Y Liberto se reía con una risa menuda al convencerse que don Servando tenía razón, que él llegaría a muy altas responsabilidades.
Con René era distinto. Gracias a la señora Engracia, su abuela muerta que atendió muchos años la intendencia de la casa de don Servando, René fue admitido a la disciplina de una sabiduría que era reconocida y valorada en toda la comarca.
Algunos días don Servando con el bigote tieso y el dedo de señalar advertía a René:
–Tú eres como Einstein, que lo pregunta todo.
-¿Y eso es malo, don Servando?, volvió a cuestionar René con temor de niño.
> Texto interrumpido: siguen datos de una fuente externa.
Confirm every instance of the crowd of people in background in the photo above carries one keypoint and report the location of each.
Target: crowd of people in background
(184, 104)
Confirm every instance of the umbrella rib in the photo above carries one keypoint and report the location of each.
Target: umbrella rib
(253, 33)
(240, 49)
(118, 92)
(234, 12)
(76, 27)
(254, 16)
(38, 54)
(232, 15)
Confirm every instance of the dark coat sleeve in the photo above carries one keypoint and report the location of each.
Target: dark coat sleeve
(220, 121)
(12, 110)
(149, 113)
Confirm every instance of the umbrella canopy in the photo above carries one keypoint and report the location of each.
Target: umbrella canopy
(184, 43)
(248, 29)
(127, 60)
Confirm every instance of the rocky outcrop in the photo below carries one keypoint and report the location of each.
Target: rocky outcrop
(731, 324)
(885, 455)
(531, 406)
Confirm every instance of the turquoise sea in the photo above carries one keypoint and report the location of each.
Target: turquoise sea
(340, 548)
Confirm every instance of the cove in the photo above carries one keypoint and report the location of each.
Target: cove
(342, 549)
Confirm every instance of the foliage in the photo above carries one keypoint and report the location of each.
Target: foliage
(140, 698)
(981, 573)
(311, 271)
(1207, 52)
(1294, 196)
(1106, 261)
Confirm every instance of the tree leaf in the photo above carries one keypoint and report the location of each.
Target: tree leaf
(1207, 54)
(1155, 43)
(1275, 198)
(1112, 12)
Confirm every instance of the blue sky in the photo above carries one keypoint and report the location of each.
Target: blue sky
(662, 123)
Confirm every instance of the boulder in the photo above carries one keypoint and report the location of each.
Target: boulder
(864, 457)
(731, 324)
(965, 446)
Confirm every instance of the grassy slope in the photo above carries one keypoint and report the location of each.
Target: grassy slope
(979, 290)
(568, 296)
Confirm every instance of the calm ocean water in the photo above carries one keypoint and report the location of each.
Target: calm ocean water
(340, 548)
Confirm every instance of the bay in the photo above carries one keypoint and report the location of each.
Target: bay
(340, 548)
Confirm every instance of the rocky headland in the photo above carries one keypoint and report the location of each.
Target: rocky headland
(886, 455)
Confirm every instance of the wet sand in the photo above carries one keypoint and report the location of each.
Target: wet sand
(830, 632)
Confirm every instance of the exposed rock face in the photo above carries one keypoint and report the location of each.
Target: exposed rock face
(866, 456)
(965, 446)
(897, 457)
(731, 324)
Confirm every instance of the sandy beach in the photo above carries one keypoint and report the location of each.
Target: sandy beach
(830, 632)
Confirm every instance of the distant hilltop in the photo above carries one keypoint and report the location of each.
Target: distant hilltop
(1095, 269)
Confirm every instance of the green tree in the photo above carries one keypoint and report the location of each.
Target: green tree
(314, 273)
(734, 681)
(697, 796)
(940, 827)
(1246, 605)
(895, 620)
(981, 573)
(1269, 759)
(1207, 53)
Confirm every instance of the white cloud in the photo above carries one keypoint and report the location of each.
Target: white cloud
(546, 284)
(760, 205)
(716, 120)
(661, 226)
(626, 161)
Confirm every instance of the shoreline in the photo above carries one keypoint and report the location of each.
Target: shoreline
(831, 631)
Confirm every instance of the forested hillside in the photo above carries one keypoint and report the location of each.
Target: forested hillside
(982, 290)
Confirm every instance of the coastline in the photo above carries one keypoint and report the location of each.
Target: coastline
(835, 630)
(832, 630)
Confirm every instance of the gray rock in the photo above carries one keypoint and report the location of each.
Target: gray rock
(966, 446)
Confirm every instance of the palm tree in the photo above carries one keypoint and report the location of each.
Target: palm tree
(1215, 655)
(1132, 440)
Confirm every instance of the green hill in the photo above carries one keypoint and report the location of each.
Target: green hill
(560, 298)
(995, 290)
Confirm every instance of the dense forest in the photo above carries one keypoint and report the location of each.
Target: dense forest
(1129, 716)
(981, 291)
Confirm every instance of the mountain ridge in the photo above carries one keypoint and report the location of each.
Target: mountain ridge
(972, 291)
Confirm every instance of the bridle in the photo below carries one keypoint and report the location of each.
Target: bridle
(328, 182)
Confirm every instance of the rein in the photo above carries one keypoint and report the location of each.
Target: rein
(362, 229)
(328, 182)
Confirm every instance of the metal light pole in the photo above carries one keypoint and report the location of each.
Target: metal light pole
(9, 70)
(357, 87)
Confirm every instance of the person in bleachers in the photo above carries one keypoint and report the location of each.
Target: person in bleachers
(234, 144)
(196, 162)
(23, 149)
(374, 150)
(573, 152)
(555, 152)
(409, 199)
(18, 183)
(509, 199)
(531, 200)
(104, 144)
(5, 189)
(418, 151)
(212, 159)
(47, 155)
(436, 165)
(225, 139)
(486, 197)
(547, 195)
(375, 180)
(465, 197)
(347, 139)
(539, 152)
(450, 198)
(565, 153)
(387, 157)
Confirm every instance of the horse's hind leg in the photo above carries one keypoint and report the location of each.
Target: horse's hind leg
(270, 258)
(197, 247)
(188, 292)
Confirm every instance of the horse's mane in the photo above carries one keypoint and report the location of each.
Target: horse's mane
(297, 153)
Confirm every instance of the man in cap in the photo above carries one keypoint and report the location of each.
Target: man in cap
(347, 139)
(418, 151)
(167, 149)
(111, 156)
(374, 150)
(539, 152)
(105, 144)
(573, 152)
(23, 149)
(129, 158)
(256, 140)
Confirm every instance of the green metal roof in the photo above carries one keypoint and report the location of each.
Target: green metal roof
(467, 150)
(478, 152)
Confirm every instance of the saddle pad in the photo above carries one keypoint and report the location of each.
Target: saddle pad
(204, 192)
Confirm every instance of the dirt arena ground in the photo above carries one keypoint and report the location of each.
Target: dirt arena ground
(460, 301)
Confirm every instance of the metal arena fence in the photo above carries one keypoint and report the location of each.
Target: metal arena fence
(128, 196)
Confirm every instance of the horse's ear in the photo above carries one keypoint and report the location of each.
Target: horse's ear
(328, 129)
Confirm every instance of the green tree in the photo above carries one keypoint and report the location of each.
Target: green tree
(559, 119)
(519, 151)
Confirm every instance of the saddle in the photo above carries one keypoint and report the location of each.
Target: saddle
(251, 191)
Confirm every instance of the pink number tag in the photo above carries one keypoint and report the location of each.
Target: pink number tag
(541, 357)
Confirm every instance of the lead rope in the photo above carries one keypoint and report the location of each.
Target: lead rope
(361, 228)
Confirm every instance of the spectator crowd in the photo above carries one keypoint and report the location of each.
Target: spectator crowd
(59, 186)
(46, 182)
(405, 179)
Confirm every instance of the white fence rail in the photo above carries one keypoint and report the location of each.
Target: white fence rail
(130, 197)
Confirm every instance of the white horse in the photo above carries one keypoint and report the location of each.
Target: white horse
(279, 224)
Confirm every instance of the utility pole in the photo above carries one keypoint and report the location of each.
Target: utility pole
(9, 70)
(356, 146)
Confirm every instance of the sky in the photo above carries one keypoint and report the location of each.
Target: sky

-No. Porque gracias a que Einstein lo pregunta todo, casi todo lo sabe. Aunque hay cosas sobre las que no conviene indagar porque, o no tienen respuesta o pueden incomodar a quien las escucha. Debes saber, hijo mío, que muchas preguntas son como viejas heridas que nunca cicatrizan.
Don Servando no era muy religioso. Pero sus clases las comenzaba con la señal de la cruz. Y la Trinidad santísima se quedaba con ellos toda la mañana.